It is no secret that Arab countries have long mistreated their Palestinian brothers and sisters, governing them with inhumane laws and imposing severe restrictions on their public freedoms and basic rights. Building a wall around a Palestinian community to prevent terrorists from entering or leaving, however, has raised the bar on such infringements.
This is precisely what is happening in Lebanon these days. The construction of a security wall around Ain al-Hilweh, the largest Palestinian refugee camp (with a population of nearly 120,000), has drawn sharp criticism from Palestinians and revived memories of the abuse they regularly receive at the hands of their Arab brethren.

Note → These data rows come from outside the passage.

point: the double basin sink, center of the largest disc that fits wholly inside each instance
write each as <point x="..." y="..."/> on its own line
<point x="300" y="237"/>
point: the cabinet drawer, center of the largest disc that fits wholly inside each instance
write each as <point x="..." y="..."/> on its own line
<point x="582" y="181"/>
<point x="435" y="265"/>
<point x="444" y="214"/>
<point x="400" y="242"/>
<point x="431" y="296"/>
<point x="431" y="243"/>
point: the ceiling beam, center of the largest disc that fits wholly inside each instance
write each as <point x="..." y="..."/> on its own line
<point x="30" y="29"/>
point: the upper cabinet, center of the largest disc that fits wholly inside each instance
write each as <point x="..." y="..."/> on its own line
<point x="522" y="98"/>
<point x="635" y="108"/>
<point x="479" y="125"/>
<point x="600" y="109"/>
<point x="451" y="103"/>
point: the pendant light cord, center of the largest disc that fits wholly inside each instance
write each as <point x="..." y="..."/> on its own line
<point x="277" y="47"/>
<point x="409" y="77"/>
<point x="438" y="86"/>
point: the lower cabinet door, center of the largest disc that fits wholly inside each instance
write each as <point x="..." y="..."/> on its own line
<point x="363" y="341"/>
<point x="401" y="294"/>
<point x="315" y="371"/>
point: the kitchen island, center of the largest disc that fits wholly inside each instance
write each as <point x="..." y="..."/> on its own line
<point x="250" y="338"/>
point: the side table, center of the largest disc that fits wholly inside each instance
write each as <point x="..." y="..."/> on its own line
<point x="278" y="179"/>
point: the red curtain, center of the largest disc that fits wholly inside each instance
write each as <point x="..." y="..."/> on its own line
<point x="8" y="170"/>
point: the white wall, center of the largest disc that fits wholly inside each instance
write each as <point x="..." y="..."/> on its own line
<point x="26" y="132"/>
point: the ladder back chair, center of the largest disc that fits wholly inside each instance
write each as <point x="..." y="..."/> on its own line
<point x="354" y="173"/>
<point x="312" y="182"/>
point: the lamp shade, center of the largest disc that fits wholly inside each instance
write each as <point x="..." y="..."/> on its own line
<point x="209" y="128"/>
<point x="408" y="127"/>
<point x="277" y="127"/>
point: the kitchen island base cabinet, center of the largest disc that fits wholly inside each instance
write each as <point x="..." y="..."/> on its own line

The Lebanese authorities say the Palestinians have left them no choice but to build the controversial concrete wall. The Palestinians, they say, refuse to cooperate against terrorists who have established bases within their camps. Yet that problem raises the question: “What has Lebanon done in the past half-century or so to help the Palestinians who fled to that country?” The answer: “Nothing.”
In fact, among all Arab countries, Lebanon has been arguably the worst in its treatment of the Palestinians. Palestinian refugees in Lebanon are denied access to adequate housing and certain categories of employment. According to Amnesty International: “Over half of Palestinian refugees live in decaying and chronically overcrowded camps and discriminatory practices are permitted under personal status laws and nationality laws.”